Now that we’ve seen how we can evaluate a model by using visualization, we want to

numerically evaluate our models.

Let’s look at some of the measures that we use for in-sample evaluation.

These measures are a way to numerically determine how good the model fits on our data.

Two important measures that we often use to determine the fit of a model are: Mean Square

Error (MSE), and R-squared.

To measure the MSE, we find the difference between the actual value y and the predicted

value yhat then square it.

In this case, the actual value is 150; the predicted value is 50. Subtracting these points

we get 100.

We then square the number.

We then take the Mean or average of all the errors by adding then all together and dividing

by the number of samples.

To find the MSE in Python, we can import the “mean_Squared_error()” from “scikit-learn.metrics”.

The “mean_Squared_error()” function gets two inputs: the actual value of target variable

and the predicted value of target variable.

R-squared is also called the coefficient of determination. It’s a measure to determine

how close the data is to the fitted regression line. So how close is our actual data to our

estimated model?

Think about it as comparing a regression model to a simple model, i.e., the mean of the data

points. If the variable x is a good predictor our model should perform much better than

[with] just the mean.

In this example the average of the data points 𝑦 | is 6.
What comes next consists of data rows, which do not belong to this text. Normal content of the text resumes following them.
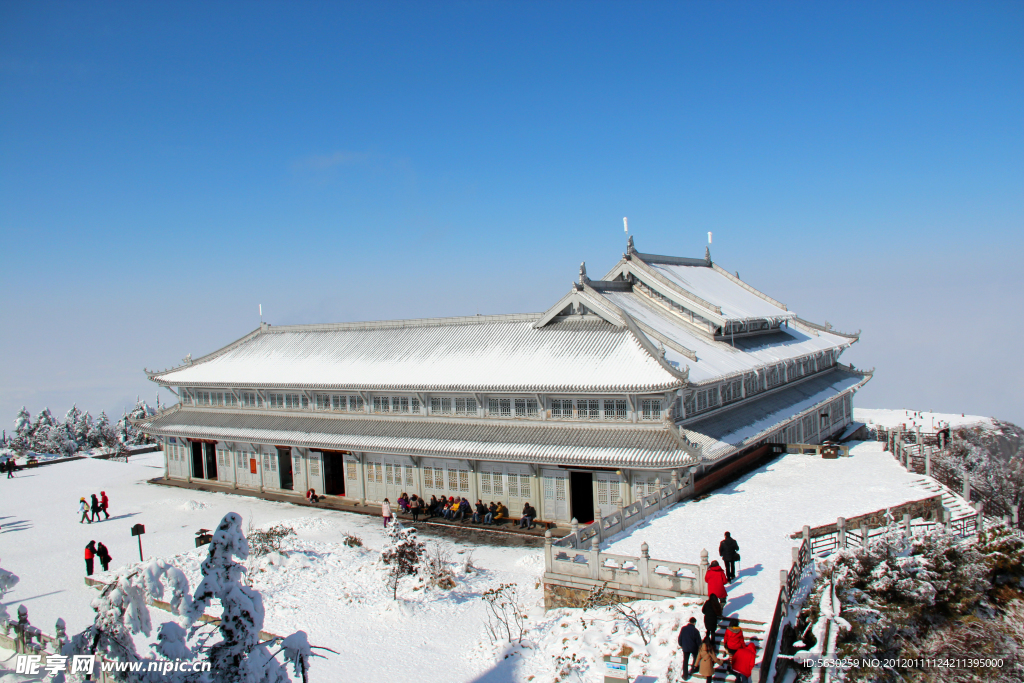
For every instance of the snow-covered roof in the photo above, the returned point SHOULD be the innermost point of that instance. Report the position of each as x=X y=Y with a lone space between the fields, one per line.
x=717 y=358
x=598 y=444
x=711 y=285
x=498 y=352
x=729 y=430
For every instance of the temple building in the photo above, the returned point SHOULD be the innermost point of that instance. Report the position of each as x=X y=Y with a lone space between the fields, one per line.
x=666 y=367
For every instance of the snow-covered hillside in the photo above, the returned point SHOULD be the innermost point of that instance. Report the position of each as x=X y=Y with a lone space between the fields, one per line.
x=927 y=420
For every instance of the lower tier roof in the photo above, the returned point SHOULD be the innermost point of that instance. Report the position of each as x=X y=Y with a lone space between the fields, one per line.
x=729 y=430
x=582 y=444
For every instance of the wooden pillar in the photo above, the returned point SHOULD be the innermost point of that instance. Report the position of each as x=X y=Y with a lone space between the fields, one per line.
x=360 y=472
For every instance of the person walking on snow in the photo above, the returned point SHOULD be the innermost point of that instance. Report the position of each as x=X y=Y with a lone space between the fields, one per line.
x=103 y=555
x=716 y=581
x=689 y=641
x=90 y=552
x=712 y=610
x=742 y=662
x=83 y=507
x=728 y=550
x=733 y=637
x=707 y=659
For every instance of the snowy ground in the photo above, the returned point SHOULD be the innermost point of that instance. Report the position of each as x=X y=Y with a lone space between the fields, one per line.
x=763 y=508
x=333 y=592
x=929 y=421
x=336 y=593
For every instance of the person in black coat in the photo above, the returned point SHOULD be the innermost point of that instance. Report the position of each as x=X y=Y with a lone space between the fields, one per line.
x=103 y=555
x=712 y=610
x=728 y=550
x=689 y=641
x=90 y=553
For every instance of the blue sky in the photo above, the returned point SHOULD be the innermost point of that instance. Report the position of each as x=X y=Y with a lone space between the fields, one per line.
x=167 y=167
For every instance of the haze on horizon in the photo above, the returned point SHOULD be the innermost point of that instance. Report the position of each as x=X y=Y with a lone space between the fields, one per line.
x=165 y=169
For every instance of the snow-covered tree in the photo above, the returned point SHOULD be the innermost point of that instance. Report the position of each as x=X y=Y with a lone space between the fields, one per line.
x=238 y=656
x=23 y=423
x=401 y=554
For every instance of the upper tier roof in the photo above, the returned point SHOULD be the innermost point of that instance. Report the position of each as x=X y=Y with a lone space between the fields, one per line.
x=498 y=352
x=602 y=337
x=714 y=286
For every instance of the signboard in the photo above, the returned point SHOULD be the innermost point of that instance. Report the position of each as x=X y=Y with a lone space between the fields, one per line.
x=615 y=670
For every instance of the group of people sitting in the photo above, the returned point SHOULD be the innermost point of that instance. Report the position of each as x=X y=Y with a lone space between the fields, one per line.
x=460 y=509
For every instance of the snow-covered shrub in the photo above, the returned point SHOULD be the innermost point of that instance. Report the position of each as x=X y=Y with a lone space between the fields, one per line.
x=401 y=554
x=235 y=651
x=437 y=561
x=929 y=596
x=263 y=542
x=506 y=621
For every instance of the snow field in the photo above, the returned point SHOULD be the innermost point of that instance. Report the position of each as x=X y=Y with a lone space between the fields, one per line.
x=927 y=420
x=333 y=592
x=763 y=508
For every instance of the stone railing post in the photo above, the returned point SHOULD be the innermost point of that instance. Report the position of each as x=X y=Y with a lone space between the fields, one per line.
x=783 y=580
x=701 y=572
x=644 y=564
x=20 y=641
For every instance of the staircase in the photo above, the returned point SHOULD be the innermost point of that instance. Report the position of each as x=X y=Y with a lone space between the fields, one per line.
x=751 y=629
x=955 y=503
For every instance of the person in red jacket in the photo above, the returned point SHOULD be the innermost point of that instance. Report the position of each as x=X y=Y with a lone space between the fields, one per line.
x=733 y=639
x=742 y=662
x=716 y=581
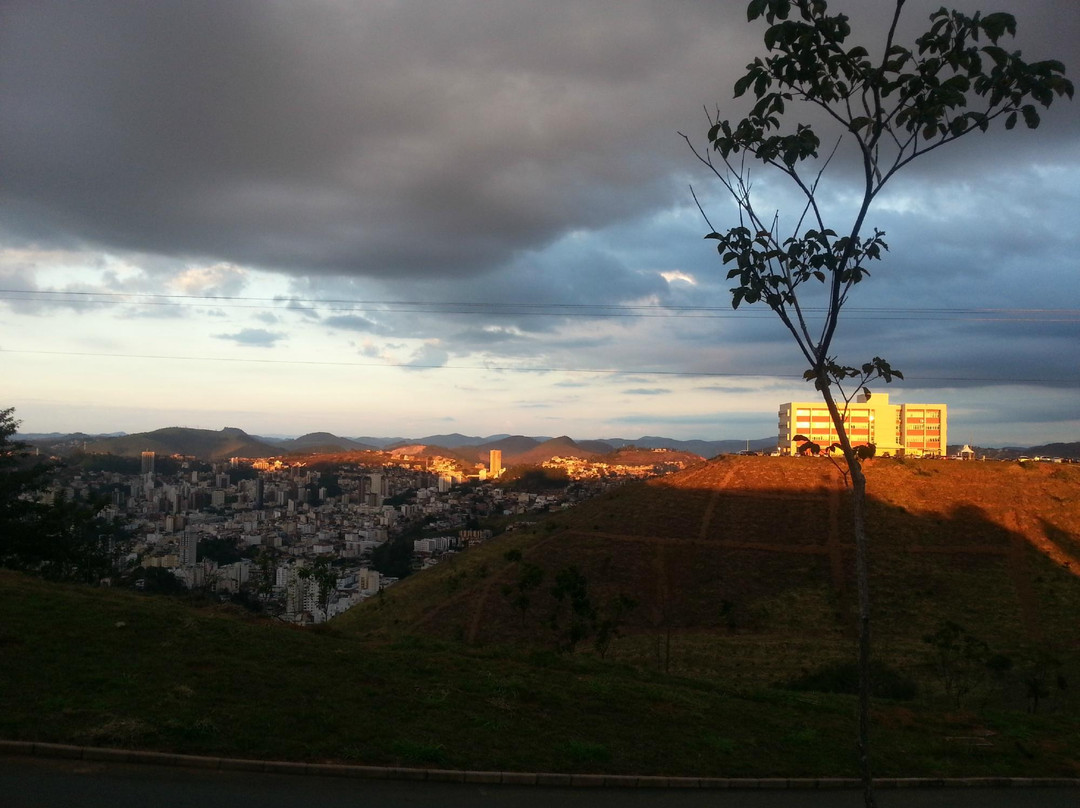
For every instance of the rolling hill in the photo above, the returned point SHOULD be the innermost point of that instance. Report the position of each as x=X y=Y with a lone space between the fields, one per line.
x=741 y=567
x=739 y=574
x=203 y=443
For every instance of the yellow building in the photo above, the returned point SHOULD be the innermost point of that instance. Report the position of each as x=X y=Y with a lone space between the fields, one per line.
x=915 y=430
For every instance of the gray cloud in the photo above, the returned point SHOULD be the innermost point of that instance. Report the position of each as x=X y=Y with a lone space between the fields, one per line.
x=495 y=153
x=253 y=337
x=351 y=322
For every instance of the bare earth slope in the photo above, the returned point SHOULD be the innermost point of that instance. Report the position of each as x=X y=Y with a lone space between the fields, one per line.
x=742 y=566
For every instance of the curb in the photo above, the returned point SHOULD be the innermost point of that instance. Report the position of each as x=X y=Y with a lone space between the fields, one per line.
x=99 y=754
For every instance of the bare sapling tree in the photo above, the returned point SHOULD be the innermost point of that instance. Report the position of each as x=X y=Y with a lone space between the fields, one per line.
x=886 y=110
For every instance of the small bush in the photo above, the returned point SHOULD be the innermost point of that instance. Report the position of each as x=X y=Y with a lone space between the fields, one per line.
x=419 y=752
x=842 y=677
x=585 y=752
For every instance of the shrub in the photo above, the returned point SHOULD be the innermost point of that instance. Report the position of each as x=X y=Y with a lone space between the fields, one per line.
x=842 y=677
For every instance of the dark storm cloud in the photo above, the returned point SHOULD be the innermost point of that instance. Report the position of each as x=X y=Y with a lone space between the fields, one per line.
x=367 y=138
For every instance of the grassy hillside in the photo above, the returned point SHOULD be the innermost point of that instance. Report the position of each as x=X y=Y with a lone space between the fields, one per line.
x=740 y=571
x=93 y=667
x=741 y=568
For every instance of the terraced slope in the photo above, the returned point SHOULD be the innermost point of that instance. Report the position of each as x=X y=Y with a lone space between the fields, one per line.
x=743 y=566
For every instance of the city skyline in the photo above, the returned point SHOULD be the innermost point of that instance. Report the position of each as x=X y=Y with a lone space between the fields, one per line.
x=382 y=219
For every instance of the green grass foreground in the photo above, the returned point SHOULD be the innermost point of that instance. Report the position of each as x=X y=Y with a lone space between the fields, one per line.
x=117 y=669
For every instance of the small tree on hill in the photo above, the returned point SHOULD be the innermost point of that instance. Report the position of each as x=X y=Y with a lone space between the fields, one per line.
x=59 y=539
x=889 y=108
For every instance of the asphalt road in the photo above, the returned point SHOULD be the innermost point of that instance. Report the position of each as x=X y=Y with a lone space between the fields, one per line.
x=31 y=782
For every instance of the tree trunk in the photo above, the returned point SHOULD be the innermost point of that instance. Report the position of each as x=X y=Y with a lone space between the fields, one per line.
x=863 y=584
Coefficient of Determination or R^2 is 1 minus the ratio of the MSE of the regression

line divided by the MSE of the average of the data points. For the most part, it takes

values between 0 and 1.

Let’s look at a case where the line provides a relatively good fit.

The blue line represents the regression line.
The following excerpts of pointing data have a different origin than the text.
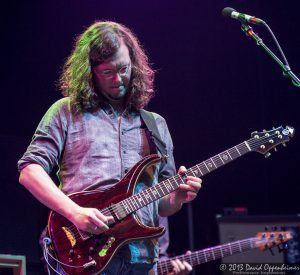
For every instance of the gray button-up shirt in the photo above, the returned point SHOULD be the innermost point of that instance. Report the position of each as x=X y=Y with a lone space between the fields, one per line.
x=95 y=150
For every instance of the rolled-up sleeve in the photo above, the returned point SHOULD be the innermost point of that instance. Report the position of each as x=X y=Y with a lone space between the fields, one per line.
x=167 y=168
x=48 y=140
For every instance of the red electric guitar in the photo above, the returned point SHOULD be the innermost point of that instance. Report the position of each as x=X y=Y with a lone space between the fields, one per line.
x=262 y=241
x=83 y=253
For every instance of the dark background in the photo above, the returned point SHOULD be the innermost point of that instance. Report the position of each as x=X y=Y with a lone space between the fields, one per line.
x=214 y=86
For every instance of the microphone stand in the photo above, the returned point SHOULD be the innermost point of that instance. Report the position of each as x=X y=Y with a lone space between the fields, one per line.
x=285 y=68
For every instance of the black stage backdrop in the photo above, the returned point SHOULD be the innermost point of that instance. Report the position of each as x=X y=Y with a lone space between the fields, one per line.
x=214 y=86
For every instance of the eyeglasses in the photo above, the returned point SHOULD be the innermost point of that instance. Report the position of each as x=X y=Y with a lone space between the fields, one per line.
x=110 y=73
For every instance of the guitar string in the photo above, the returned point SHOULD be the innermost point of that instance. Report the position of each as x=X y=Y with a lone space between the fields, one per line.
x=241 y=148
x=209 y=254
x=202 y=256
x=252 y=142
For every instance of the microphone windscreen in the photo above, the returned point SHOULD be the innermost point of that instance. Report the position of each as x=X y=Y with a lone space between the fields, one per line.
x=227 y=12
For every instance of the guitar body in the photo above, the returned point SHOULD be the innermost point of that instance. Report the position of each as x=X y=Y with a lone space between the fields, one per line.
x=77 y=248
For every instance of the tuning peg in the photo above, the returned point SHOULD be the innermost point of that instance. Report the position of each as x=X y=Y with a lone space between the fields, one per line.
x=267 y=154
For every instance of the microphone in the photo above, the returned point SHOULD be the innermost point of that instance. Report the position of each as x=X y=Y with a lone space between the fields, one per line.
x=232 y=13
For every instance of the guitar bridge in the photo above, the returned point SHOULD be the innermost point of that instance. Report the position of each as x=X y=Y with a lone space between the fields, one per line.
x=69 y=235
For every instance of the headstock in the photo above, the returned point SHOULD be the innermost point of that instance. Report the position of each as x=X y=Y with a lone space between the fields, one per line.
x=267 y=240
x=264 y=141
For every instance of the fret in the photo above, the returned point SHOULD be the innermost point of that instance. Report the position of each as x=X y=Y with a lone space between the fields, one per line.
x=229 y=154
x=168 y=185
x=217 y=161
x=208 y=255
x=193 y=172
x=213 y=254
x=237 y=150
x=179 y=177
x=213 y=162
x=204 y=169
x=140 y=199
x=154 y=192
x=206 y=166
x=160 y=190
x=198 y=170
x=221 y=251
x=147 y=196
x=247 y=146
x=221 y=158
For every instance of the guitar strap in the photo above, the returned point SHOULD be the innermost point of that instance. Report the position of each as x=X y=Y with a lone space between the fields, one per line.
x=150 y=122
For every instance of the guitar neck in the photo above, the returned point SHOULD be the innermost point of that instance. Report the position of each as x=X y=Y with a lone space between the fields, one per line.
x=166 y=187
x=209 y=254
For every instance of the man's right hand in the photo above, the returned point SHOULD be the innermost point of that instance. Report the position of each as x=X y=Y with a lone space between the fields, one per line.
x=91 y=220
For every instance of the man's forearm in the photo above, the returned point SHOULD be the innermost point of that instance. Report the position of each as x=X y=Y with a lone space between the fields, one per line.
x=168 y=205
x=38 y=182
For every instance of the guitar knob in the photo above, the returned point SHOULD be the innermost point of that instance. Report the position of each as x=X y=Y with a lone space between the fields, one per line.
x=92 y=250
x=72 y=253
x=267 y=155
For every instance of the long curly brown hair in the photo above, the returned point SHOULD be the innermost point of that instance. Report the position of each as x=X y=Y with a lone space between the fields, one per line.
x=97 y=43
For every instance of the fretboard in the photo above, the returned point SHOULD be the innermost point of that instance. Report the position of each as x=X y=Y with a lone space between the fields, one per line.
x=165 y=187
x=209 y=254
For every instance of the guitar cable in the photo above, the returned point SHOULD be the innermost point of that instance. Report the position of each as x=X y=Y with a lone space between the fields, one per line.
x=47 y=253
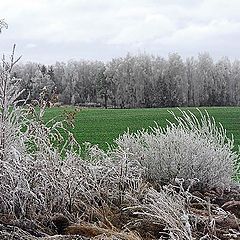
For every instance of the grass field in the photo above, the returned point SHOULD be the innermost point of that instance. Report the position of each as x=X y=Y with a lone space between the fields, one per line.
x=102 y=126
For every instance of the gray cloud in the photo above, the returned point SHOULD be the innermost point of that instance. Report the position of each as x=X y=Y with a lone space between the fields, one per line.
x=47 y=31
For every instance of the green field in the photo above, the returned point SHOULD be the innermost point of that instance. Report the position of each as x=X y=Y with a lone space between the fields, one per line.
x=102 y=126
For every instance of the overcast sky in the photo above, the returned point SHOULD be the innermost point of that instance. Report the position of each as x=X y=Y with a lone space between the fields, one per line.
x=59 y=30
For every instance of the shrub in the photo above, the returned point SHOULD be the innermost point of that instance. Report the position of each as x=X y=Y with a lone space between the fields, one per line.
x=189 y=148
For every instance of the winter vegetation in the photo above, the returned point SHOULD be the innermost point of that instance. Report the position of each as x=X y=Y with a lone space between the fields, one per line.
x=176 y=183
x=136 y=81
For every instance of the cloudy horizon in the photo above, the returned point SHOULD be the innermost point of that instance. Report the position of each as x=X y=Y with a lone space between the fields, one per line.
x=50 y=31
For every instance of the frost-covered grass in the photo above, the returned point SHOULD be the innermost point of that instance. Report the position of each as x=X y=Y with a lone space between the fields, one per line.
x=99 y=126
x=36 y=183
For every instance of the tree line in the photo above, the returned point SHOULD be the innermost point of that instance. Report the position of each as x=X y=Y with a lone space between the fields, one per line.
x=136 y=81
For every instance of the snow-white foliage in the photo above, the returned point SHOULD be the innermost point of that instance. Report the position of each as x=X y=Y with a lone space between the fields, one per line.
x=35 y=180
x=189 y=148
x=166 y=208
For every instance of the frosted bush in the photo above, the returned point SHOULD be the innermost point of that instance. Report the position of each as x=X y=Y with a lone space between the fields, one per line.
x=189 y=148
x=166 y=208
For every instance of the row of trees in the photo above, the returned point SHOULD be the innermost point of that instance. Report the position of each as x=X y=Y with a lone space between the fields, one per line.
x=137 y=81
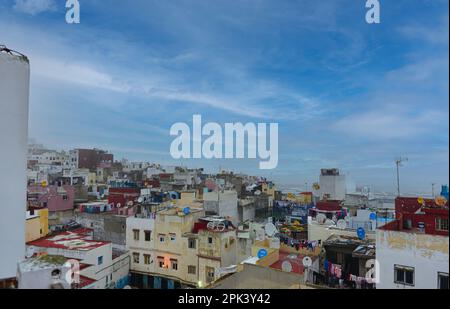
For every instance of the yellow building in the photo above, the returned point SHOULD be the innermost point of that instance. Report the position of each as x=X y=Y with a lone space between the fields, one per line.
x=36 y=225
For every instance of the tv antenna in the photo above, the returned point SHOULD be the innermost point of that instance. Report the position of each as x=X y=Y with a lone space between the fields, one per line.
x=398 y=163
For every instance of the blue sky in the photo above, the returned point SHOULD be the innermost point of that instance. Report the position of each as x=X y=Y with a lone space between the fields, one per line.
x=345 y=93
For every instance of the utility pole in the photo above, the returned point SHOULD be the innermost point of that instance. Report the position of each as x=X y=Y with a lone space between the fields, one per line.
x=398 y=163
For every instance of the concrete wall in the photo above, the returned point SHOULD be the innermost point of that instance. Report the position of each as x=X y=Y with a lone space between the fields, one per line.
x=14 y=94
x=107 y=227
x=259 y=277
x=428 y=254
x=224 y=204
x=334 y=185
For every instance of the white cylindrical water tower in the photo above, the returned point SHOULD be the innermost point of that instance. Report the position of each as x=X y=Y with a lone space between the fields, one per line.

The blue squares represent the MSE of the regression line.

The red line represents the average value of the data points.

The red squares represent the MSE of the red line.

We see the area of the blue squares is much smaller than the area of the red squares.

In this case, because the line is a good fit, the Mean squared error is small, therefore

the numerator is small.

The Mean squared error of the line is relatively large, as such the numerator is large.

A small number divided by a larger number is an even smaller number. Taken to an extreme

this value tends to zero.

If we Plug in this value from the previous slide for R^2, we get a value near one, this

means the line is a good fit for the data. Here is an example of a line that does not

fit the data well.

If we just examine the area of the red squares compared to the blue squares, we see the area

is almost identical.

The ratio of the areas is close to one.

In this case the R^2 is near zero.

This line performs about the same as just using the average of the data points, therefore,

this line did not perform well.

We find the R-squared value in Python by using the score() method, in the linear regression

object.

From the value that we get from this example, we can say that approximately 49.695% of the

variation of price is explained by this simple linear model.

Your R^2 value is usually between 0 and 1, if your R^2 is negative it can be due to overfitting

that we will discuss in the next module.